India and America have announced a trade agreement after a long wait. It is expected that this will improve business relations because America still remains India’s largest export market. Experts and brokerage reports say that under the agreement, the US has reduced the reciprocal tariff on Indian goods to 18 percent as compared to the earlier announced rate of 25 percent. Apart from this, penalty tariff of 25 percent has also been withdrawn. Overall the tariff burden which was 50 percent has now reduced to 18 percent. The report of Motilal Financial Limited has said that this agreement will benefit the Indian market and economy in many ways. From the equity market point of view, India’s position seems to be getting strengthened due to the agreements and the recent India-EU Free Trade Agreement. This is expected to support export growth, mitigate the ongoing decline of the rupee against the dollar, attract foreign institutional investors (FIIs) and help stabilize the currency in the medium term.
Moody’s report says that this will boost India’s exports. In the first 11 months of 2025, about 21 percent of India’s total merchandise exports went to America. Additionally, lower duty rates will also prove to be positive for labour-intensive sectors like gems and jewellery, textiles and apparel. Moody’s also warned that if India completely moves away from Russian oil and becomes dependent on other sources, it could further tighten oil supplies and increase prices. Due to this, there will be a danger of increasing pressure on inflation.

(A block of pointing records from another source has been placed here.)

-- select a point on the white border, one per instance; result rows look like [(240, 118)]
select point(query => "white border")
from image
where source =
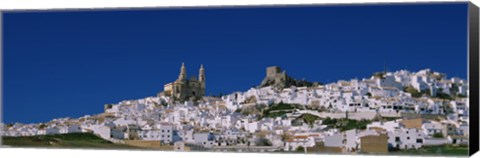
[(19, 5)]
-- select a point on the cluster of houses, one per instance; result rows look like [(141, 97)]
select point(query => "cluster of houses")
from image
[(216, 124)]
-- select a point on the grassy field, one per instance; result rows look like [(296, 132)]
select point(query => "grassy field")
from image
[(73, 140)]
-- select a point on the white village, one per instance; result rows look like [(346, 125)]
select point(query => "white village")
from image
[(388, 111)]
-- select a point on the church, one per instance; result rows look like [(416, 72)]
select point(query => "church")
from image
[(186, 89)]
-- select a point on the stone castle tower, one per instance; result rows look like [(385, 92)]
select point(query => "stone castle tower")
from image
[(186, 89)]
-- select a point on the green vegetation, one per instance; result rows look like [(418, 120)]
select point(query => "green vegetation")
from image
[(72, 140), (345, 124), (300, 149), (278, 110), (380, 75), (443, 150), (308, 119), (415, 93), (438, 135)]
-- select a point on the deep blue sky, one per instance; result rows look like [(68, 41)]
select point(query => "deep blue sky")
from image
[(59, 64)]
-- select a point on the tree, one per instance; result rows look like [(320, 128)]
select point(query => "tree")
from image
[(410, 89), (300, 149), (263, 142), (438, 135)]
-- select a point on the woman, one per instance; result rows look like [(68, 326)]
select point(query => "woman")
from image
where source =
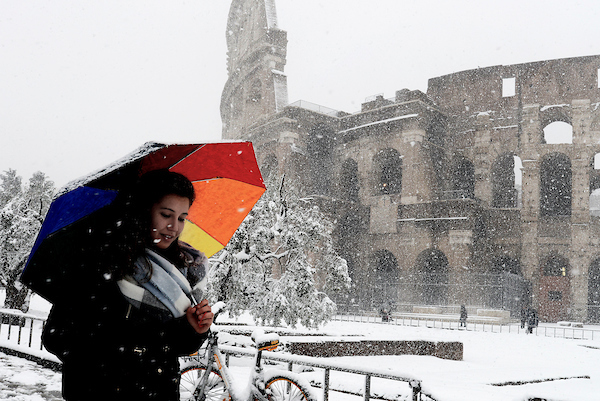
[(121, 326)]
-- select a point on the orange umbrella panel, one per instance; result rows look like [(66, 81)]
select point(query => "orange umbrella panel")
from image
[(220, 207)]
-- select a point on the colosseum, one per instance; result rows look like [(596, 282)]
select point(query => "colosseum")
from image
[(481, 191)]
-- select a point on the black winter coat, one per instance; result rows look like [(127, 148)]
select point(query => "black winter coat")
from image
[(110, 350)]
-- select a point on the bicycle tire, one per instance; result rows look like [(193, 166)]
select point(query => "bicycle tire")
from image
[(287, 386), (215, 387)]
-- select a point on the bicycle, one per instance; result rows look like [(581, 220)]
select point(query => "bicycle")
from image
[(209, 379)]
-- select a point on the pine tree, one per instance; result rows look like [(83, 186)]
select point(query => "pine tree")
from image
[(21, 217), (280, 265)]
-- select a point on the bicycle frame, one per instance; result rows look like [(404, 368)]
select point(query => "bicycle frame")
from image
[(214, 358)]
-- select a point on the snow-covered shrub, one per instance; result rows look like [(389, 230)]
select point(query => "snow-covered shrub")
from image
[(280, 265)]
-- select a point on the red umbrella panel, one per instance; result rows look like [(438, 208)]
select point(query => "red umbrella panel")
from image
[(227, 182)]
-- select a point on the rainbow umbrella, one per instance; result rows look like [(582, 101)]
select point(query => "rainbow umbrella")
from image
[(225, 176)]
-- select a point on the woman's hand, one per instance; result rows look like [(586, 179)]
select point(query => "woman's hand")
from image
[(200, 317)]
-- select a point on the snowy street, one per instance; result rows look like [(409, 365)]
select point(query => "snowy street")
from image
[(496, 366), (24, 380)]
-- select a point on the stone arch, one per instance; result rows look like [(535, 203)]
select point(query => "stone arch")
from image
[(319, 149), (349, 184), (462, 178), (388, 171), (556, 125), (432, 266), (555, 265), (594, 291), (385, 275), (555, 185), (554, 297), (347, 245), (506, 264), (504, 179), (269, 166)]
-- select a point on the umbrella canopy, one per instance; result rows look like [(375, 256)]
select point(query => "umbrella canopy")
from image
[(225, 176)]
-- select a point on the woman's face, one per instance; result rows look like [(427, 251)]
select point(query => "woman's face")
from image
[(167, 219)]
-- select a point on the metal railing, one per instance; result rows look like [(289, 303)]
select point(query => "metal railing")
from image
[(21, 329), (413, 384), (25, 331)]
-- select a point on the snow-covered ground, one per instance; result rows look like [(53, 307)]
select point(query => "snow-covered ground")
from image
[(496, 366)]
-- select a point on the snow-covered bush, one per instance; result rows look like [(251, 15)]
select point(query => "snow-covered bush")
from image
[(280, 265), (22, 211)]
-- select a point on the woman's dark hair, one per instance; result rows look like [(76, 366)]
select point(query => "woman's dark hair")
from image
[(133, 209)]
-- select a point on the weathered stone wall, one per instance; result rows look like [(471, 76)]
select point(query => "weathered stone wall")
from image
[(451, 143)]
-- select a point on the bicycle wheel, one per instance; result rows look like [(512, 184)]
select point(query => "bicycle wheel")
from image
[(215, 386), (287, 386)]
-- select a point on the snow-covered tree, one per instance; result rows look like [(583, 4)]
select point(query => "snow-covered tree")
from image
[(21, 215), (280, 265)]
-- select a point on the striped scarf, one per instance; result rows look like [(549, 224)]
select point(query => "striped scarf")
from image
[(169, 291)]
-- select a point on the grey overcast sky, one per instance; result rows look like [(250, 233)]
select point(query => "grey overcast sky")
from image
[(85, 82)]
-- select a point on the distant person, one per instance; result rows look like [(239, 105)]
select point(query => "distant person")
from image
[(532, 320), (384, 311), (463, 316), (523, 316)]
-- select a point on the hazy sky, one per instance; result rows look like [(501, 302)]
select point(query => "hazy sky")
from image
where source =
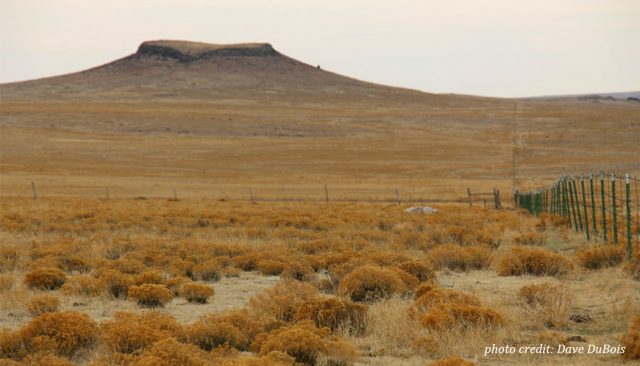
[(485, 47)]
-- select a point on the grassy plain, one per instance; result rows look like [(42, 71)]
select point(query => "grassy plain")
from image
[(370, 273)]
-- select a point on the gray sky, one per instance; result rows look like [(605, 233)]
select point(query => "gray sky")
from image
[(489, 47)]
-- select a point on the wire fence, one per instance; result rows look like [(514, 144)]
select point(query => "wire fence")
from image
[(604, 208)]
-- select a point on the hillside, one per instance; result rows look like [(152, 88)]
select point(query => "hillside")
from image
[(213, 120)]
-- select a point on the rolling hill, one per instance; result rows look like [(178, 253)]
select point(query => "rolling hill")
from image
[(213, 120)]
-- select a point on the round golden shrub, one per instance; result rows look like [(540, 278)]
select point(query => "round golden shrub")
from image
[(150, 296), (116, 283), (43, 304), (69, 331), (170, 352), (369, 283), (601, 256), (452, 316), (45, 279), (128, 332), (82, 285), (196, 292), (333, 313), (534, 261)]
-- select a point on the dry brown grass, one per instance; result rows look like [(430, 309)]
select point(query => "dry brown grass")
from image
[(429, 314), (534, 261), (601, 256)]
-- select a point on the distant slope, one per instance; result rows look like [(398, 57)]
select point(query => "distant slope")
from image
[(180, 70), (193, 116)]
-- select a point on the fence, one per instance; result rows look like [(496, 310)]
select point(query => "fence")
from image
[(604, 211)]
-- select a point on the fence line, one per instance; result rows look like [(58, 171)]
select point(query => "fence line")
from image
[(614, 215)]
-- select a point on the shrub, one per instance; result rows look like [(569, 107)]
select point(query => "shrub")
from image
[(283, 299), (422, 270), (207, 271), (530, 238), (45, 279), (6, 282), (429, 295), (116, 283), (452, 316), (150, 296), (333, 313), (451, 361), (270, 266), (129, 333), (235, 329), (480, 256), (549, 303), (534, 261), (169, 352), (43, 304), (631, 340), (68, 331), (151, 276), (82, 285), (450, 256), (601, 256), (306, 343), (633, 268), (195, 292), (210, 332), (369, 283), (45, 359)]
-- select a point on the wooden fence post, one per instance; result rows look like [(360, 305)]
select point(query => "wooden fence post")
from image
[(614, 207), (584, 205), (603, 204), (628, 196)]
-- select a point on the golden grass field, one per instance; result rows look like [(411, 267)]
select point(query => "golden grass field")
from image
[(364, 284), (211, 278)]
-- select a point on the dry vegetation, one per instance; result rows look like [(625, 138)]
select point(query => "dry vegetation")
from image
[(359, 284)]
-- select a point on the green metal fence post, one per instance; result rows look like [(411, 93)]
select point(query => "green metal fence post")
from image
[(614, 207), (628, 199), (593, 206), (577, 202), (584, 205), (603, 207)]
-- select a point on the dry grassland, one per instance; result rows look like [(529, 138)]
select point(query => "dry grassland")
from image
[(193, 282)]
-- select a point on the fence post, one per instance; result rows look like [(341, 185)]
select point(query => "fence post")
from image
[(603, 204), (573, 206), (565, 200), (629, 243), (614, 207), (584, 205), (593, 206), (575, 193)]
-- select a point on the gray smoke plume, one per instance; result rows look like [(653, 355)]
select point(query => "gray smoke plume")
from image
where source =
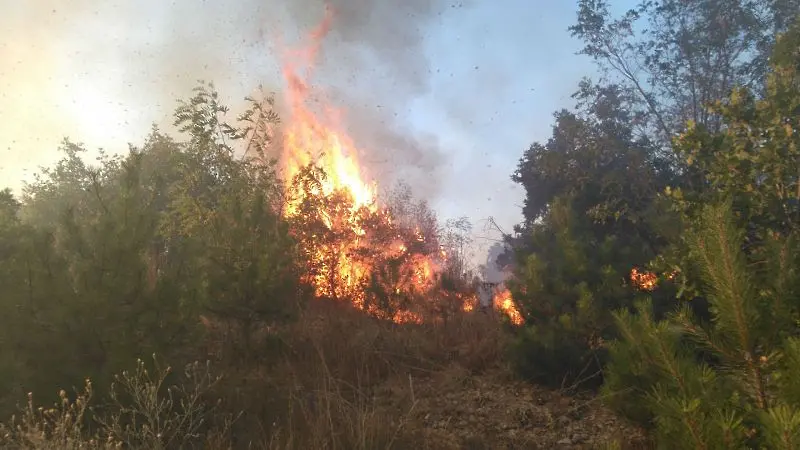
[(374, 56), (143, 55)]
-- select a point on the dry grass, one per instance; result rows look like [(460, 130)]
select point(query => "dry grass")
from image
[(340, 380), (326, 387)]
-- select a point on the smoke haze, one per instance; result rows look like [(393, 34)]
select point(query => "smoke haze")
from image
[(101, 72)]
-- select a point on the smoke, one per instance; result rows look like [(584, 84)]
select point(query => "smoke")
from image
[(374, 57), (101, 72)]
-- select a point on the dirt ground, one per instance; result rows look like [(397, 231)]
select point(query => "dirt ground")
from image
[(458, 410)]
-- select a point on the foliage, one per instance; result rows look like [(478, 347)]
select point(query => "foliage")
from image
[(103, 262), (686, 56), (727, 382), (591, 215), (145, 413)]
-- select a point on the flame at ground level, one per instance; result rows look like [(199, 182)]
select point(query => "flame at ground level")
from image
[(504, 302)]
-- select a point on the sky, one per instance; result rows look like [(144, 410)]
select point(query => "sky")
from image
[(444, 94)]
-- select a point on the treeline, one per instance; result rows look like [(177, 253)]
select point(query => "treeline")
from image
[(658, 258), (182, 248)]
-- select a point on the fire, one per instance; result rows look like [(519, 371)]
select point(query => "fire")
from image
[(503, 302), (645, 281), (355, 249), (648, 281)]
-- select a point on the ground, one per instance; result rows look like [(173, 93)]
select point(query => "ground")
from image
[(492, 410)]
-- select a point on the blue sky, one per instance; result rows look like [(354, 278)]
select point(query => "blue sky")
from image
[(477, 85)]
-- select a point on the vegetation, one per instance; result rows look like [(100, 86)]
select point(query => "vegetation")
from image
[(656, 269)]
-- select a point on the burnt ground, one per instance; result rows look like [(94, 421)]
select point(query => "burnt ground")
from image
[(458, 410)]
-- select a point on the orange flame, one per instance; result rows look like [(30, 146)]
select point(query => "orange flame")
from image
[(504, 302), (645, 281), (347, 205)]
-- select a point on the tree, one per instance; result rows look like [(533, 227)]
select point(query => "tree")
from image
[(687, 56), (592, 214), (728, 382)]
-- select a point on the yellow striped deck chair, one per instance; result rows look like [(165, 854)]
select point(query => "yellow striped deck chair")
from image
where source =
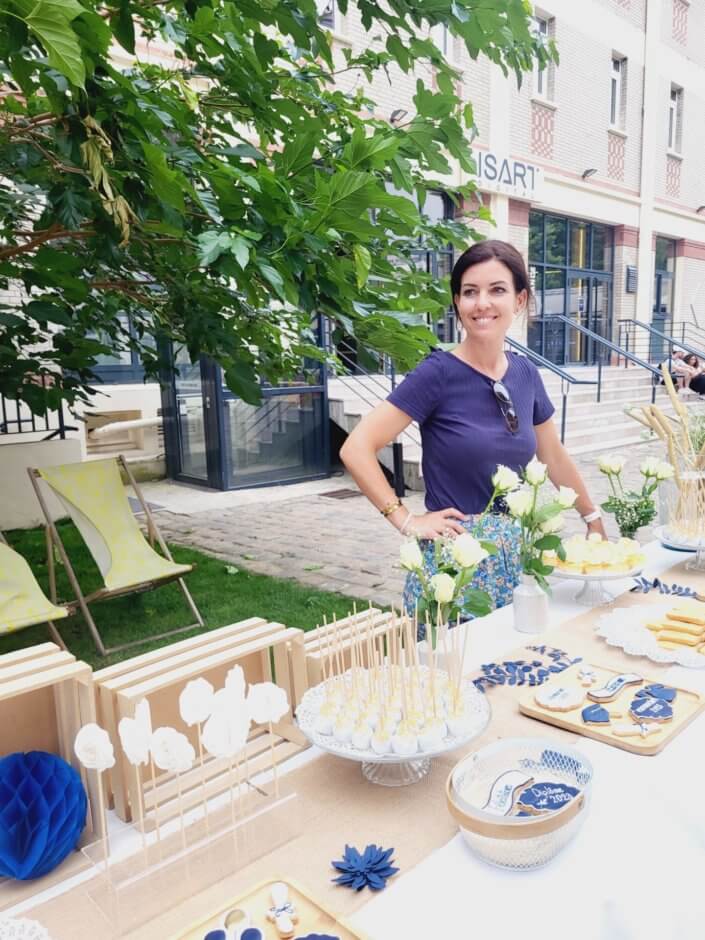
[(22, 601), (94, 497)]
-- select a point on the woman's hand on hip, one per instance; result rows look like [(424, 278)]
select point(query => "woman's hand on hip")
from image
[(436, 525)]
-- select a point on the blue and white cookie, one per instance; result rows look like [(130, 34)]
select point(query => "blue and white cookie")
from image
[(595, 714), (646, 709), (545, 797), (611, 689), (559, 698), (505, 791)]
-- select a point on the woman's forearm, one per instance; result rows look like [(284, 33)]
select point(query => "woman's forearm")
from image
[(563, 472)]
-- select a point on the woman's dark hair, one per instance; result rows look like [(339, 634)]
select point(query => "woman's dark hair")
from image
[(485, 251)]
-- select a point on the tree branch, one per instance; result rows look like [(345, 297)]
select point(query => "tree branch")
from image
[(51, 234)]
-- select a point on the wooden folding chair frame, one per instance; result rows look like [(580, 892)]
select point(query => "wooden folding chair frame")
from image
[(53, 630), (82, 601)]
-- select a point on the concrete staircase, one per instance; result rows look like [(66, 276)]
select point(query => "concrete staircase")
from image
[(591, 426)]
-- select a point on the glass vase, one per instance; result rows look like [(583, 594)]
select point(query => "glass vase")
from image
[(530, 603)]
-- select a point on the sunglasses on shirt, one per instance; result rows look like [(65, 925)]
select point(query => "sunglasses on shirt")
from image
[(506, 406)]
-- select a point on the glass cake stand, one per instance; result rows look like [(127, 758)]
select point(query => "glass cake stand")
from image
[(391, 770), (593, 593)]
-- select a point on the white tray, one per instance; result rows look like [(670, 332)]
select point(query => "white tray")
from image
[(624, 627), (689, 546)]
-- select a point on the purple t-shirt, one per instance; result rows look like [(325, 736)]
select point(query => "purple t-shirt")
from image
[(463, 432)]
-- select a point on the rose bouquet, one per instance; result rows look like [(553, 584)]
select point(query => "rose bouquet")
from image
[(632, 509), (445, 594), (540, 520)]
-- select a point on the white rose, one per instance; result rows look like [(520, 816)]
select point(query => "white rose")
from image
[(196, 701), (443, 587), (649, 467), (554, 524), (611, 464), (505, 479), (94, 748), (172, 750), (519, 502), (410, 556), (467, 551), (566, 497), (266, 702), (535, 472), (664, 471)]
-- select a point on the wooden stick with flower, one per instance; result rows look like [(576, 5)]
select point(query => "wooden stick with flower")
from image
[(540, 520)]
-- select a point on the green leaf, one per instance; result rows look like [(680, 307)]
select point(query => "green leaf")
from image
[(50, 23), (167, 182), (240, 248), (123, 27), (363, 263)]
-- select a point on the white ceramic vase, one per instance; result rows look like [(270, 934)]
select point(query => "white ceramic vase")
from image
[(530, 604)]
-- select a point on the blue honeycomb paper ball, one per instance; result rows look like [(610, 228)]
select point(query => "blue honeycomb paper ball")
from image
[(42, 813)]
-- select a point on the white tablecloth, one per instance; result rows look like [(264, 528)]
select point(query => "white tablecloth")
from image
[(635, 871)]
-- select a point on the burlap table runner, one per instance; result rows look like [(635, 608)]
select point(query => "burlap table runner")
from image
[(336, 805)]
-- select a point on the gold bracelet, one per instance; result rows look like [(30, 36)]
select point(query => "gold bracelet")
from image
[(390, 508)]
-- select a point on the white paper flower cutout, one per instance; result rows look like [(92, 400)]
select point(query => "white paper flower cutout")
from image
[(136, 734), (225, 732), (235, 682), (266, 702), (94, 748), (172, 750), (196, 701)]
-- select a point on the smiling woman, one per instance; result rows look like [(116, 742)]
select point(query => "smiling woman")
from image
[(478, 406)]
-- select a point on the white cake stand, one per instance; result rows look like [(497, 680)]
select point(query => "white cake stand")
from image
[(593, 593), (390, 770)]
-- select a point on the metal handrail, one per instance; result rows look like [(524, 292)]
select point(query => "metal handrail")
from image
[(654, 332), (565, 377), (608, 344)]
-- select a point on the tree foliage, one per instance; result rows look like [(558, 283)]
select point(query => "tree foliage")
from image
[(228, 198)]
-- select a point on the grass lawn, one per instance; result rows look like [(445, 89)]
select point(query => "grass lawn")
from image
[(222, 598)]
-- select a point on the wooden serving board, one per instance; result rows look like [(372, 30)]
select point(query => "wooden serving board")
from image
[(313, 918), (686, 706)]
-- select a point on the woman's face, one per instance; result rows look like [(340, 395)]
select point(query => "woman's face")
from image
[(487, 302)]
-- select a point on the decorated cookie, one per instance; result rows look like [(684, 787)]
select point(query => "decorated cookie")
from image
[(505, 790), (629, 730), (545, 797), (559, 699), (664, 692), (647, 708), (610, 690), (595, 715)]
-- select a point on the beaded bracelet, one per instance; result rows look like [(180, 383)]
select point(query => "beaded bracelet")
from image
[(391, 507)]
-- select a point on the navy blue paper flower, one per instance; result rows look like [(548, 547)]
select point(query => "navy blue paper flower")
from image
[(42, 813), (372, 868)]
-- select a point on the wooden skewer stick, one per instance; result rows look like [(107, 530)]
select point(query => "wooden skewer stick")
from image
[(203, 775), (103, 818), (156, 802), (140, 805), (274, 761), (181, 810)]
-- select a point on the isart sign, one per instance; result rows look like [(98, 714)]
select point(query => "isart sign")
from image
[(499, 174)]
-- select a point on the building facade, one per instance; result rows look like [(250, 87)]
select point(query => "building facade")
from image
[(594, 168)]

India-US trade agreement improves trade relations between the two countries
According to the report of Bajaj Broking, India-US trade agreement will improve the business relations between the two countries. However, its complete information is yet to come. Sectors expected to benefit the most include textiles and garments, gems and jewellery, engineering goods, chemicals, leather and footwear. The agreement may also enhance earnings visibility for the export-dependent agriculture and manufacturing segments. It can also help in short-term recovery in IT services and pharmaceuticals. However, there has been no change in the tariffs imposed under Section 232 on sectors like automobile, steel and aluminium.
Textile and Apparel
According to the report, the textile and apparel sector is highly dependent on the US market, with low tariffs on home textiles, made-ups and clothing improving India’s landed-price competitiveness against exporters from Bangladesh, Vietnam and China. This is expected to lead to more orders, full capacity utilization and increased margins. Given the low margins this sector is labor incentivized, even modest tariff cuts could have a significant impact on U.S. retailers’ sourcing decisions.
Auto Accessories
Indian auto component manufacturers export precision components like forgings, castings, axles, tires etc. to US OEMs and tier-1 suppliers. Lower tariffs increase price competition against suppliers in Mexico and China, which could increase sourcing from India.
pharmaceuticals
The agreement is positive for the pharmaceutical sector, as the US remains the largest market for Indian generics and APIs. Lower tariffs improve price competition against China and other suppliers, support margins in a highly price-sensitive market, and encourage sourcing from India amid ongoing supply chain diversification.
chemicals
Exporters of specialty chemicals, agrochemicals and fluorochemicals with high market demand in the US will benefit from improved trade economics and continued diversification away from China. Tariff relief could lead to better prices, higher volumes and stronger customer relationships.